Le gouvernement actuel a montré un changement par rapport au précédent en ce qui concerne la politique agraire. Nous sortons de huit années de négation absolue de la part de l'ensemble de l'Etat de thèmes comme le vol ou l'extrême concentration de la terre – qui place la Colombie au 15e rang mondial de l'iniquité en matière de propriété de la terre. Plus grave encore a été l'absence de réparation et de restitution des terres arrachées aux presque quatre millions de déplacés. Aujourd'hui, le nouveau gouvernement, au contraire, a annoncé comme étant l'un des thèmes fondamentaux à résoudre le dépouillement des terres aux victimes, au travers du lancement du projet de loi de restitution des terres volées. Cependant, les bonnes intentions n'impliquent pas nécessairement une modification fondamentale de la politique agraire globale et des visions économiques de fond. Les communautés croient qu'avec ces politiques on cherche à rendre plus efficaces les modèles économiques agro-industriels et extractifs qui ont été développés durant les huit dernières années et qui, précisément, génèrent iniquité, concentration de la terre et abandon de l'économie paysanne.
Pour l'Etat ainsi que pour les organisations et communautés en Colombie, un défi fondamental consiste non seulement à générer le débat sur les aspects fondamentaux de la restitution et la formalisation de l'accès à la terre, mais également à ouvrir une véritable concertation sur le modèle économique, qui doit assurer la permanence des communautés paysannes, indigènes et afro-descendantes, ainsi que la souveraineté alimentaire du pays.
Comment voyez-vous ces initiatives provenant de la communauté internationale?

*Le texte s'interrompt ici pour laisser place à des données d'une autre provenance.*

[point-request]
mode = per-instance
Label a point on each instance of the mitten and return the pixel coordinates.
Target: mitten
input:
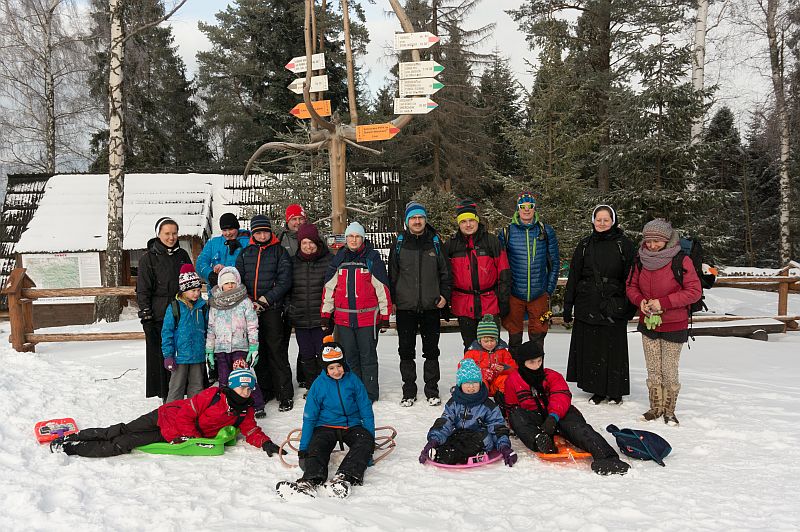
(509, 456)
(549, 425)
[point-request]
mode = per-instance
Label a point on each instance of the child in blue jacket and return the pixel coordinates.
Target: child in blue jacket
(184, 344)
(337, 410)
(470, 424)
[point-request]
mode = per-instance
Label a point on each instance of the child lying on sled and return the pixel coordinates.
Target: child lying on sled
(200, 416)
(470, 424)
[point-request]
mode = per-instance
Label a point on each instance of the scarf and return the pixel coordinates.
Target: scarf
(222, 300)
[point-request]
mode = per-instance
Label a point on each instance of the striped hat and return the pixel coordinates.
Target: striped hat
(488, 327)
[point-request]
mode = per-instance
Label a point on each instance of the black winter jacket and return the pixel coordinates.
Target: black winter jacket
(600, 299)
(419, 273)
(157, 278)
(305, 298)
(266, 270)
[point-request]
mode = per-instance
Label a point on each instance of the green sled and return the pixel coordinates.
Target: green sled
(196, 446)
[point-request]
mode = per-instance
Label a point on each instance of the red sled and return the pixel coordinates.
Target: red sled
(54, 428)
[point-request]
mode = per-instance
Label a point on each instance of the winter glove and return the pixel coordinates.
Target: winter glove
(270, 448)
(509, 456)
(549, 425)
(252, 355)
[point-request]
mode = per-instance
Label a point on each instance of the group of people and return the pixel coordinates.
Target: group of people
(264, 284)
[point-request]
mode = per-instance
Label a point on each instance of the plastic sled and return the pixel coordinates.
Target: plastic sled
(54, 428)
(474, 461)
(384, 445)
(566, 452)
(196, 446)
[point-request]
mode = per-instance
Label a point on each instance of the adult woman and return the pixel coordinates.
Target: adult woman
(598, 350)
(654, 288)
(156, 286)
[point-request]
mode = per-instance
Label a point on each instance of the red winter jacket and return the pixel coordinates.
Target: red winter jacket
(198, 418)
(557, 397)
(661, 284)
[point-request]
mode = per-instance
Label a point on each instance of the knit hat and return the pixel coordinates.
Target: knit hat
(467, 210)
(164, 220)
(295, 209)
(229, 221)
(259, 222)
(188, 278)
(487, 327)
(355, 228)
(658, 229)
(242, 377)
(415, 209)
(331, 352)
(468, 371)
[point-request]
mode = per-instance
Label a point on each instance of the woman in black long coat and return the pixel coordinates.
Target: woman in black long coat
(598, 350)
(156, 286)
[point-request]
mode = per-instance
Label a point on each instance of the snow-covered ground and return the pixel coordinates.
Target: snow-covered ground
(734, 463)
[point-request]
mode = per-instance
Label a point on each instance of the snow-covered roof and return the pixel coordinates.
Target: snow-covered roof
(72, 213)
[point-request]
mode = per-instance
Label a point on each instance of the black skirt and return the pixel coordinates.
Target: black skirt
(598, 358)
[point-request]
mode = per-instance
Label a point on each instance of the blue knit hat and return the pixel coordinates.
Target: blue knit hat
(242, 377)
(415, 209)
(468, 371)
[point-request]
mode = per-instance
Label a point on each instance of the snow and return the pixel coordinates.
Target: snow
(734, 463)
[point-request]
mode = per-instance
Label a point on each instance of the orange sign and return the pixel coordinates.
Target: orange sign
(374, 132)
(323, 108)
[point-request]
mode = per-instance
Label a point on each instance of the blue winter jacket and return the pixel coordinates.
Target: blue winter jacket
(187, 341)
(343, 403)
(216, 252)
(532, 251)
(484, 417)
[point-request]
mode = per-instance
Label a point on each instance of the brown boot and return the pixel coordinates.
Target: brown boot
(670, 398)
(656, 393)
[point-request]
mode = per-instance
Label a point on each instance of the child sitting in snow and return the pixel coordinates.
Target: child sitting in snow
(470, 424)
(232, 338)
(337, 410)
(540, 405)
(491, 354)
(201, 416)
(182, 343)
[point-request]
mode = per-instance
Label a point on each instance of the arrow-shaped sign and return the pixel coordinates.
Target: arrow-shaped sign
(411, 41)
(372, 132)
(318, 83)
(418, 87)
(419, 69)
(298, 64)
(414, 106)
(323, 108)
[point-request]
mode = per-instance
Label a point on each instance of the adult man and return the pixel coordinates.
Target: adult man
(532, 249)
(479, 270)
(419, 280)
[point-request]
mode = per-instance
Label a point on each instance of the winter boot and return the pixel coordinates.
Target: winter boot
(656, 393)
(670, 398)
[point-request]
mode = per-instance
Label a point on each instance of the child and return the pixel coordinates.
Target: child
(471, 423)
(201, 416)
(233, 330)
(337, 410)
(539, 404)
(492, 356)
(182, 343)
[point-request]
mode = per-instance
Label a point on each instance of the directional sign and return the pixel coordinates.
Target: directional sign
(410, 41)
(298, 64)
(318, 83)
(373, 132)
(414, 106)
(420, 69)
(323, 108)
(417, 87)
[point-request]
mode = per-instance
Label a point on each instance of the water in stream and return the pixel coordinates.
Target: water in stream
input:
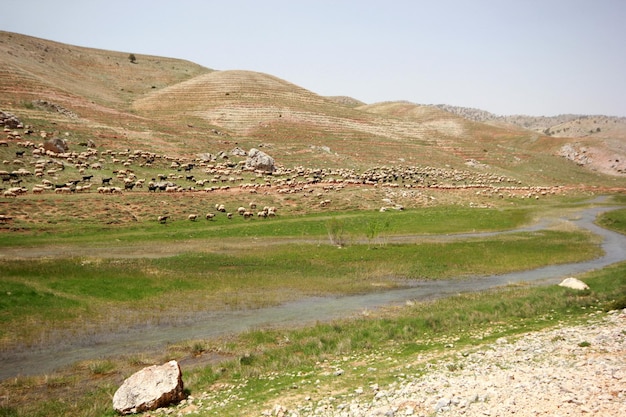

La solidarité internationale directe joue un rôle fondamental pour la promotion des revendications légales et légitimes des communautés en Colombie. La campagne en Suisse essaye de promouvoir un rapprochement entre la société civile helvétique et les organisations qui résistent. Leur action doit être comprise également comme un apport à la préservation de territoires et d'écosystèmes qui, pour leur valeur en termes environnementaux et alimentaires, devraient intéresser le monde entier, parce qu'ils appartiennent à l'humanité toute entière. Les problèmes que nous affrontons dans notre pays ne pourront être résolus qu'à travers la mobilisation de la société civile colombienne – et en particulier des communautés et organisations qui affrontent cette réalité au quotidien. Mais également avec la fraternité active d'autres peuples, organisations et personnes de bonne volonté du reste du monde.